Dès qu’elle fut partie, je fermai la porte à clef, ouvrai la fenêtre, entrebâillai mes paupières et la regardai partir dans cette rue dont je ne connaissais même pas le nom. Nous avions trop bu, trop fumé, trop fait l'amour. Une fois de plus. Une fois de trop.

Nu devant la fenêtre, je tombai presque.

Ce qui n'avait été au début qu'un jeu sensuel était devenu au fil des voyages une routine, un tue-l'amour, une habitude, une mystification qui saoûle.

Le rite était toujours identique : elle me bandait les yeux, la voiture démarrait, le voyage se faisait sans bruit. Sans mots. Seule la musique de Schoënberg. Quatuor et orchestre à cordes. Interminables. Je déteste le dodécaphonisme, mais -que voulez-vous- ça faisait parti du rituel! Elle se métamorphosait. Elle m'emmenait dans un endroit inconnu, dans une lieu mystère.

Là, dans une chambre louée, elle murmurait des mots étranges, et nous faisions l'amour avec rudesse, cruauté, tant et tant que j'en avais le vertige. Elle disait qu'elle me croquait. Enfin, ça c'est une vision gothico-hollywoodienne de la chose. La vérité c'est que cette nana m'en faisait voir de toutes les couleurs avec ses outrances, son délire mystique et ses parfums capiteux.

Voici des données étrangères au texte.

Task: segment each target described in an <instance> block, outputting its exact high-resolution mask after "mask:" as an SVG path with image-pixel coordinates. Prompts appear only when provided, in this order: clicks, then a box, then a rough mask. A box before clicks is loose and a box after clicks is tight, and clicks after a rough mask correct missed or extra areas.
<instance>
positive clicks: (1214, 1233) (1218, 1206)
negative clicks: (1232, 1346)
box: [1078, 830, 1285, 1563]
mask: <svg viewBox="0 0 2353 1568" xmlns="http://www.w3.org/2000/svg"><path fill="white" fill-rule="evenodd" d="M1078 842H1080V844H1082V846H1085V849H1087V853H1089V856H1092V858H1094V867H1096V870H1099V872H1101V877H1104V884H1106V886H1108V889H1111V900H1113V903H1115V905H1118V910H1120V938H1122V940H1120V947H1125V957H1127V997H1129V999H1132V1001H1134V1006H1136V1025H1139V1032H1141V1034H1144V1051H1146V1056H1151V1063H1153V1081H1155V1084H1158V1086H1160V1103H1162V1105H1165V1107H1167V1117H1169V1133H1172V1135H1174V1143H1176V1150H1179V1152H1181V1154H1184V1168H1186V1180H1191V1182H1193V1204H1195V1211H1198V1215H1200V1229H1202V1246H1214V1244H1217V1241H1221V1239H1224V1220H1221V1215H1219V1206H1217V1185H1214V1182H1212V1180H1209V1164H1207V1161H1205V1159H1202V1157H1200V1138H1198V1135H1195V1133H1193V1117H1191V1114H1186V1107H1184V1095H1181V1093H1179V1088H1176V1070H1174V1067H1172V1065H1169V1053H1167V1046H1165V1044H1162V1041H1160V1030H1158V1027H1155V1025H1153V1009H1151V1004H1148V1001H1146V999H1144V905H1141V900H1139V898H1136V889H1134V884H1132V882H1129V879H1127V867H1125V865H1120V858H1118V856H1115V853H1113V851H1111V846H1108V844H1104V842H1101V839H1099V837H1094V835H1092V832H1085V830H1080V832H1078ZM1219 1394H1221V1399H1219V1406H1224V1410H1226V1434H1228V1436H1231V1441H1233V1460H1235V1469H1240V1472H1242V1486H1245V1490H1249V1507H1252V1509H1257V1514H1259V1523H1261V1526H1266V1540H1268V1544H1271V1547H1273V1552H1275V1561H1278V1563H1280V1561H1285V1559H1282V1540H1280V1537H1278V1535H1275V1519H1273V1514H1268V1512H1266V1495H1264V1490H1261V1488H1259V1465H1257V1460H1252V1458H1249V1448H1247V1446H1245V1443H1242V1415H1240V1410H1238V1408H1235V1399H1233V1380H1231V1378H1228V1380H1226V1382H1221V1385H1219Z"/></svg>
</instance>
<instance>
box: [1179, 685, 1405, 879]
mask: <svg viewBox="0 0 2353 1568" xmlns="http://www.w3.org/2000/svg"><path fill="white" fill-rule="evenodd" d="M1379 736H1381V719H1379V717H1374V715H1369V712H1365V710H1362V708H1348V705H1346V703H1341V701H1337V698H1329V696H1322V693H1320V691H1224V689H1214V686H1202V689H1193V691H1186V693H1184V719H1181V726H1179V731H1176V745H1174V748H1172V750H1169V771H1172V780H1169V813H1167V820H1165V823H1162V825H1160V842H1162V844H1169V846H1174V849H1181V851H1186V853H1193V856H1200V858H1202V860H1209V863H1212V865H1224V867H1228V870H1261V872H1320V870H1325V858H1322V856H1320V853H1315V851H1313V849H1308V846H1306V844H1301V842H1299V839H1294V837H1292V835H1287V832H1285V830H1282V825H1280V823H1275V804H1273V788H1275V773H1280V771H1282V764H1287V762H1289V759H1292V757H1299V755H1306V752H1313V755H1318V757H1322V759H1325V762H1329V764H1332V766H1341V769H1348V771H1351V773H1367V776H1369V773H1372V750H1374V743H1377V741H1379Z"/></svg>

Maintenant, au moment où je la regarde s'éloigner et disparaître au coin de la rue, au détour de ma vie, je me dis qu'il fallait que ça cesse. Sans dispute. C'est bien.

Je suis las et sans force. Mes bras rejoignent le sol. Je me retrouve presque couché. Le parquet en pin craque un peu. Cette odeur… Mes yeux se ferment maintenant.

Ce que j'aurais voulu -mais ce n'était pas possible et c'est trop tard- c'est une vie de couple. Des danses orientales, l'odeur du narghilé, les mots qui crêpitent dans sa bouche, l'habitude des bras qui s'enroulent, les moments doux, le tic-ta du réveil qui va miauler au petit matin. Un toucan qui dort sur un divan. Une armoire en tissus.

Là, nous venons de nous quitter pour de bon. Pour de vrai. Sans avoir presque rien dit. Seulement un refus du regard. Mon reflet dans le miroir, sans écho et elle qui baisse les yeux.

La porte verrouillée. Mon esprit libre. Je sens encore ses dents sur ma gorge blessée. Une perle de sang agonise à mes pieds et forme un nez rouge sur les lattes du parquet.